Authentic hederagenin was added as an internal standard prior to extraction. Yeast cultures were extracted thrice with 6 ml of ethyl acetate (Wako, Osaka, Japan), followed by 30 s of vortexing and 30 min of sonication, and concentrated by centrifugal evaporation. The remaining powder was transferred to a silica-gel column (6 cc; Waters Corp., Milford, MA, USA) and washed with 10 ml ethyl acetate. The samples were then placed in an evaporator until dry. The obtained pellet was resuspended in 1 ml (bAS- and aAS-expressing lines) or 400 µl (LUS-expressing lines) of 1 : 1 chloroform–methanol solution and 100 µl was transferred to a vial and placed in an evaporator until dry. Finally, the pellet was derivatized with 50 µl of N-methyl-N-(trimethyl silyl) trifluoro acetamide (Sigma-Aldrich, St. Louis, MO, USA) for 30 min at 80°C. The evaporated samples were stored at −30°C until use.

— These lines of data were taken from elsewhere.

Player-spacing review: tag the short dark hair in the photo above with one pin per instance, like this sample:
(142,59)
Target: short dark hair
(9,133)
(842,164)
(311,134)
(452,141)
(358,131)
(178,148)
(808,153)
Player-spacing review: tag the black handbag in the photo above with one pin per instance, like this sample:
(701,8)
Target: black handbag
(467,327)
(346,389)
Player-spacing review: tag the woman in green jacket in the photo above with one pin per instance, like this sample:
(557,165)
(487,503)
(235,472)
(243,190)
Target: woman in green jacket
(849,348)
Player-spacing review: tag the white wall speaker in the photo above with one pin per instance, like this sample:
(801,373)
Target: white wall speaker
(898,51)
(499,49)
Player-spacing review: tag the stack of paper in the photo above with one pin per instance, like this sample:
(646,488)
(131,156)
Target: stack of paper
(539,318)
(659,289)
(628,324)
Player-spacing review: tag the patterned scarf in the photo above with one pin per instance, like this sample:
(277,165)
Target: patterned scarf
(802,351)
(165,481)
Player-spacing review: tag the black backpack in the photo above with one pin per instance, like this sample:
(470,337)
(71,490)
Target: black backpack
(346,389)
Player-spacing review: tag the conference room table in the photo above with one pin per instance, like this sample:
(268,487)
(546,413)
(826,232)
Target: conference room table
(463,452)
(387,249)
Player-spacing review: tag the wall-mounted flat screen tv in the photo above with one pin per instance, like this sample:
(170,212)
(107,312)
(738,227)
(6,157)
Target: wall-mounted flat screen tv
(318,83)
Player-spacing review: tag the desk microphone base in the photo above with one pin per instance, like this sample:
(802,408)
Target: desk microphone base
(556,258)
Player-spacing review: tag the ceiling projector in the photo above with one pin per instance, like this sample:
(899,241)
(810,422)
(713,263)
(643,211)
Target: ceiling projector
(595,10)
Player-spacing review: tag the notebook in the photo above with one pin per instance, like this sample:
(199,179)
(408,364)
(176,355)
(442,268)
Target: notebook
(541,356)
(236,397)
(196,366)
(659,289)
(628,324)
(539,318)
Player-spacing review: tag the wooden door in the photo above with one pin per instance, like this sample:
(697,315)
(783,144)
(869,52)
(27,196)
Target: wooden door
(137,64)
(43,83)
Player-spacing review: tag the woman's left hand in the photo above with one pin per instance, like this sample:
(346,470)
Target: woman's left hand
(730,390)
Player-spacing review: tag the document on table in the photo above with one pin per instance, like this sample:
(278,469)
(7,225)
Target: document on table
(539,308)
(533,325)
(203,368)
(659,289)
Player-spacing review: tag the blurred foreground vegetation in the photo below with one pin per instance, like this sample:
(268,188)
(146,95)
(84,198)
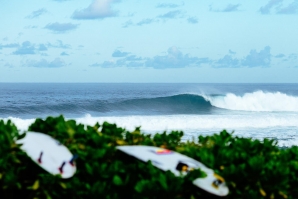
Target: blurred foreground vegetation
(251,168)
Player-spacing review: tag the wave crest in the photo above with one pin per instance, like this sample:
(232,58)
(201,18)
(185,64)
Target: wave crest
(256,101)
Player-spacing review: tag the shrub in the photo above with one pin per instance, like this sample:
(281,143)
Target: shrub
(251,168)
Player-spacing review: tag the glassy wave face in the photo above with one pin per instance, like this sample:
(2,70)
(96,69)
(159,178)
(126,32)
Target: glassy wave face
(256,101)
(257,111)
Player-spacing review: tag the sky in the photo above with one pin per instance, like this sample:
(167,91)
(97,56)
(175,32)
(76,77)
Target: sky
(175,41)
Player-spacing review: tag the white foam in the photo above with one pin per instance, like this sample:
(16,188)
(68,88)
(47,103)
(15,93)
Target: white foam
(256,101)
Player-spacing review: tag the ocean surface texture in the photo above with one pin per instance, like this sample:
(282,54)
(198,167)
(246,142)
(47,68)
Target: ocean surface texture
(250,110)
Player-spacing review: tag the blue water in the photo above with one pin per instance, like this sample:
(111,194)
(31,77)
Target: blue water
(251,110)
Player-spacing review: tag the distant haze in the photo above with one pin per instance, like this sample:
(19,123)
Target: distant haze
(207,41)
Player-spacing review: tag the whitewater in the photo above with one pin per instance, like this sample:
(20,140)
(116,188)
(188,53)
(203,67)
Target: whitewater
(256,111)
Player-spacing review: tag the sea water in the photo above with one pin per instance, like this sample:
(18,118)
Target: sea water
(249,110)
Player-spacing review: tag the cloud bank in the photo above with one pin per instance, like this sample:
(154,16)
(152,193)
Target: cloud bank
(61,27)
(279,7)
(98,9)
(56,63)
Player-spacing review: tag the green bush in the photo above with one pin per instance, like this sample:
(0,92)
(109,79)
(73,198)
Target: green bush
(251,168)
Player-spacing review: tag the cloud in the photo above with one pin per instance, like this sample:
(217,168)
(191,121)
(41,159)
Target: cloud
(228,8)
(8,65)
(37,13)
(25,49)
(279,55)
(267,8)
(192,20)
(145,22)
(231,8)
(64,54)
(98,9)
(12,45)
(42,47)
(127,24)
(232,52)
(56,63)
(171,14)
(226,62)
(167,5)
(173,59)
(290,9)
(255,59)
(59,44)
(61,27)
(118,53)
(95,65)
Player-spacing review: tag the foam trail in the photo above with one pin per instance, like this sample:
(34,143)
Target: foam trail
(256,101)
(22,124)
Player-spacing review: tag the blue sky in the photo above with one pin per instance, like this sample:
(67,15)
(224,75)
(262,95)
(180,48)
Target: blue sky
(149,41)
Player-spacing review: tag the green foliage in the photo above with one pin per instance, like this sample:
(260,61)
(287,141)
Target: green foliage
(251,168)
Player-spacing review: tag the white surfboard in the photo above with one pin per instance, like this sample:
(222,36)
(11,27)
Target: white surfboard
(177,163)
(49,154)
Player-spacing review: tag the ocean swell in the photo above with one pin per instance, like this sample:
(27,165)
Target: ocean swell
(257,101)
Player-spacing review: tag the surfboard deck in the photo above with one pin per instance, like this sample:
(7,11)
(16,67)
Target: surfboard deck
(49,154)
(179,164)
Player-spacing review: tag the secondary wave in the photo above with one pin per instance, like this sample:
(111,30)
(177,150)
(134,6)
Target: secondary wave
(256,101)
(177,104)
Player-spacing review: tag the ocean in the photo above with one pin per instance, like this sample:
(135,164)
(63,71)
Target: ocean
(249,110)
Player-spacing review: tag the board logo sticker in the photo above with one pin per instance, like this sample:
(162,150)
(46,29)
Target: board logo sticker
(163,151)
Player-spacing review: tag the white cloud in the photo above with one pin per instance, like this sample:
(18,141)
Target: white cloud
(96,10)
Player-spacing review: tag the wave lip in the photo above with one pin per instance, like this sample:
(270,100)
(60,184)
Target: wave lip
(256,101)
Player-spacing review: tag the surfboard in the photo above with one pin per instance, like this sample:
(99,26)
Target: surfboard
(49,154)
(177,163)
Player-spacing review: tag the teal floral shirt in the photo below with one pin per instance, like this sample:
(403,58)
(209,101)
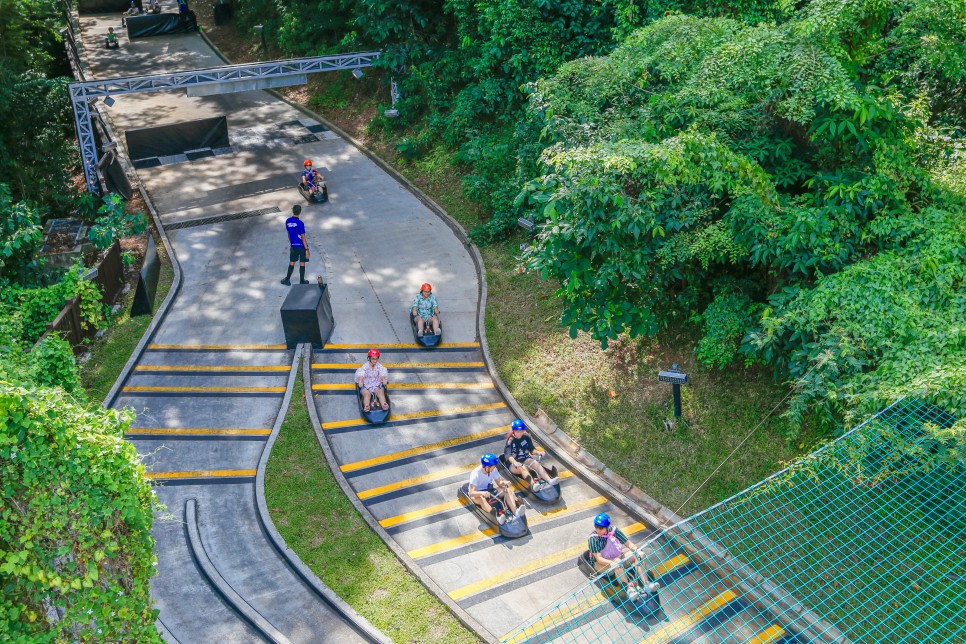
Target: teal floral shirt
(425,306)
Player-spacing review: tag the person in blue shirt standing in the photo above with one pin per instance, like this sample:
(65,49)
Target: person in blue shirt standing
(299,246)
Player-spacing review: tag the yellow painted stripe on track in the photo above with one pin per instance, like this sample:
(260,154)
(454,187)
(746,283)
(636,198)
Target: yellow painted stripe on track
(190,431)
(207,369)
(199,474)
(535,519)
(419,514)
(533,566)
(395,456)
(397,346)
(664,568)
(207,390)
(583,605)
(402,365)
(768,635)
(420,414)
(689,621)
(398,485)
(219,347)
(411,385)
(556,617)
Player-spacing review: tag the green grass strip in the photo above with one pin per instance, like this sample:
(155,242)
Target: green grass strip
(318,522)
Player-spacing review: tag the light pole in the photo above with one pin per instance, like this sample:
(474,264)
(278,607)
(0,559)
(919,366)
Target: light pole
(261,32)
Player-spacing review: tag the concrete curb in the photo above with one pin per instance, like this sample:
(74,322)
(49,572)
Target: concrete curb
(222,587)
(362,625)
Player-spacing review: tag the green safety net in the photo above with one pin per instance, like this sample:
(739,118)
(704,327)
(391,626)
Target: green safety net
(861,541)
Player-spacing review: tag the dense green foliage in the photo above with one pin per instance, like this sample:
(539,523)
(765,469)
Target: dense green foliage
(76,550)
(772,182)
(757,168)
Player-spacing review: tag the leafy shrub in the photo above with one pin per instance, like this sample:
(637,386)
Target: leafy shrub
(52,364)
(75,534)
(113,223)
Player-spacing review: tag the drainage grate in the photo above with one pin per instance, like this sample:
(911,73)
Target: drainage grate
(214,220)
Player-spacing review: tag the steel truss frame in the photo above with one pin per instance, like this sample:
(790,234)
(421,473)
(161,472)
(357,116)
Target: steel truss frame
(82,94)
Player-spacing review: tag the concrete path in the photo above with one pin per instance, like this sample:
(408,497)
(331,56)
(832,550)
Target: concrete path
(210,387)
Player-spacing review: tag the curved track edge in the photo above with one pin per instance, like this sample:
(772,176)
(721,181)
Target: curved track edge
(359,623)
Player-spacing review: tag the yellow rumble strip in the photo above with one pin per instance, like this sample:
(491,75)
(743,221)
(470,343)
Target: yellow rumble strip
(432,447)
(189,431)
(683,624)
(396,346)
(533,566)
(411,385)
(206,369)
(401,365)
(206,390)
(199,474)
(420,414)
(217,347)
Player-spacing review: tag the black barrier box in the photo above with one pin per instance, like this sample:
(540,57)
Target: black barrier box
(307,315)
(177,138)
(159,24)
(106,6)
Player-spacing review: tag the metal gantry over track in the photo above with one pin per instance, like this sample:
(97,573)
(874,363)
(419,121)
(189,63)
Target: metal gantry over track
(83,93)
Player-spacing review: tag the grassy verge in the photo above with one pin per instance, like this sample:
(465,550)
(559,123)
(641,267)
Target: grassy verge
(320,524)
(110,352)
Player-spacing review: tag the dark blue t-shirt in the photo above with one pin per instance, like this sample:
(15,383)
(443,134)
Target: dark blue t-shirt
(295,227)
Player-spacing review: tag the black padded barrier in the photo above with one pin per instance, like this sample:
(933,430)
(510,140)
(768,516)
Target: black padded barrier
(148,281)
(307,315)
(178,138)
(106,6)
(159,24)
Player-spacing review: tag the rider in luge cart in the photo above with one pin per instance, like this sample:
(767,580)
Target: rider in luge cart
(608,546)
(519,451)
(311,179)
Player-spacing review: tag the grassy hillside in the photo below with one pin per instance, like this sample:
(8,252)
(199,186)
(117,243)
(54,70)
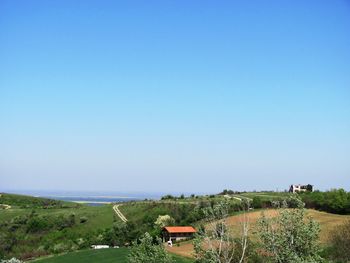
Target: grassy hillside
(327,222)
(111,255)
(24,201)
(30,229)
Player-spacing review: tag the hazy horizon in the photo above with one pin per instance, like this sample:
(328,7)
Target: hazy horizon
(174,96)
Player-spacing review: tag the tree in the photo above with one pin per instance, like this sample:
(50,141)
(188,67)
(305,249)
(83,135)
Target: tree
(340,242)
(215,243)
(289,237)
(12,260)
(148,251)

Gas chromatography–mass spectrometry (GC–MS) analyses were performed using a 5977 A MSD mass spectrometer (Agilent Technologies, Santa Clara, CA, USA) connected to a 7890B gas chromatograph (Agilent Technologies) with a DB-1 ms (30 m×0.25 mm, 0.25 µm film thickness; Agilent Technologies) capillary column. The injection temperature was 250°C. The column temperature program was as follows: 80°C for 1 min, an increase to 260°C at a rate of 20°C/min, an increase to 280°C at a rate of 10°C/min and hold for 20 min, and a final increase to 320°C at a rate of 20°C/min and hold for 16 min. The carrier gas was helium at a flow rate of 1.0 ml/min. The ion source temperature was 230°C and the quadrupole temperature was 150°C with a splitless injection. Detected peaks were identified by comparing the retention times (Rts) and mass spectra with those of authentic standards.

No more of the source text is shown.